By now the sun was down but there was still light, and our guide didn’t want to rush us. Nevertheless we all understood and finally made our way to our camp.
It was not our first time camping in the middle of wild animals without a fence (that was in Serengeti). But the previous time it had been in a large camp, with buildings and facilities.
This time, it was a true bush camp.
When we arrived, our tents were set up in a circle around a campfire, and the two safari trucks closed the circle. Outside the circle they had set up two other tents with a toilet inside, and a small light on the ground by each one. That was all.

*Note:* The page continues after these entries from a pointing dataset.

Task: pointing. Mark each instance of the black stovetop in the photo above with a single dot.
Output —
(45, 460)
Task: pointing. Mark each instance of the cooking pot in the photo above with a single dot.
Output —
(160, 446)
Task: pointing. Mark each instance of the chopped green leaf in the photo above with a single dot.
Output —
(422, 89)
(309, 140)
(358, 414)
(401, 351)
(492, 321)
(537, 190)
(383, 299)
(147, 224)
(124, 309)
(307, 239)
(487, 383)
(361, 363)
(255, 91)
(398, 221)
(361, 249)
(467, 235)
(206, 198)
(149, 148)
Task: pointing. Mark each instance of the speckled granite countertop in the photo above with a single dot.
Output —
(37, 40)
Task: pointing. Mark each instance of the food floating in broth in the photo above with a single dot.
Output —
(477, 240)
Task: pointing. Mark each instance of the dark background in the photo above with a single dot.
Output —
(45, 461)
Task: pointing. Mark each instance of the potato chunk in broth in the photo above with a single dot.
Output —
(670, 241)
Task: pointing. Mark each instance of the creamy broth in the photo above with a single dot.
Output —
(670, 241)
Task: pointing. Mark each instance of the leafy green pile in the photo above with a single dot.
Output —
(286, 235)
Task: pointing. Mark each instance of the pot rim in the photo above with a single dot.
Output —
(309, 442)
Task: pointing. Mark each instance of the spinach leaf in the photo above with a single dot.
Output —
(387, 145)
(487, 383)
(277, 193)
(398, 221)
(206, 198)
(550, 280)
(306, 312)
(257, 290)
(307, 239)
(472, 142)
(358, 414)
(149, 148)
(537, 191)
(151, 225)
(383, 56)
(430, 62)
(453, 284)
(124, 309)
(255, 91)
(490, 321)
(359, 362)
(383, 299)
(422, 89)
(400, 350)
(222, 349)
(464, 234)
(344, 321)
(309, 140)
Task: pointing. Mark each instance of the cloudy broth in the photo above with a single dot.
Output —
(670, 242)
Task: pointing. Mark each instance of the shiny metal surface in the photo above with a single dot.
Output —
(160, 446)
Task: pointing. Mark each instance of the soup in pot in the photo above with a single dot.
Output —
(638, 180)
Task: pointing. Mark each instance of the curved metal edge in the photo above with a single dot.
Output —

Our dinner was ready since the trip’s cook had come earlier, so we all sat by the campfire. The instructions were very clear: don’t wander around the camp; don’t leave your tent to check the noises outside; use your torch to look around; if you go to the toilet take your tent partner with you.
The milky way was clear in the sky, and it was a magical night sitting by the campfire before sleeping in the wild. I slept very well, and heard a hyena at some point. Some people heard lions in the distance.
On the next morning we made our way back through the same roads.
Chobe National Park is truly a magical place, and we’d recommend everyone a visit. It is quite accessible and very close to Victoria Falls, our next destination.
Actually, after staying three nights in Victoria Falls, we came back to Chobe and did it all again, since our overland tour from Nairobi to Cape Town is divided by the operator into smaller tours. Therefore, in Victoria Falls we said goodbye to friends we had made on the trip and welcomed new ones. The first stop for the new segment of the tour was again Chobe National Park!
We were glad to do it all again, but the second time we didn’t see leopards and it was much harder to spot lions. My favorite moment was crossing a buffalo heard that was easily over a thousand strong.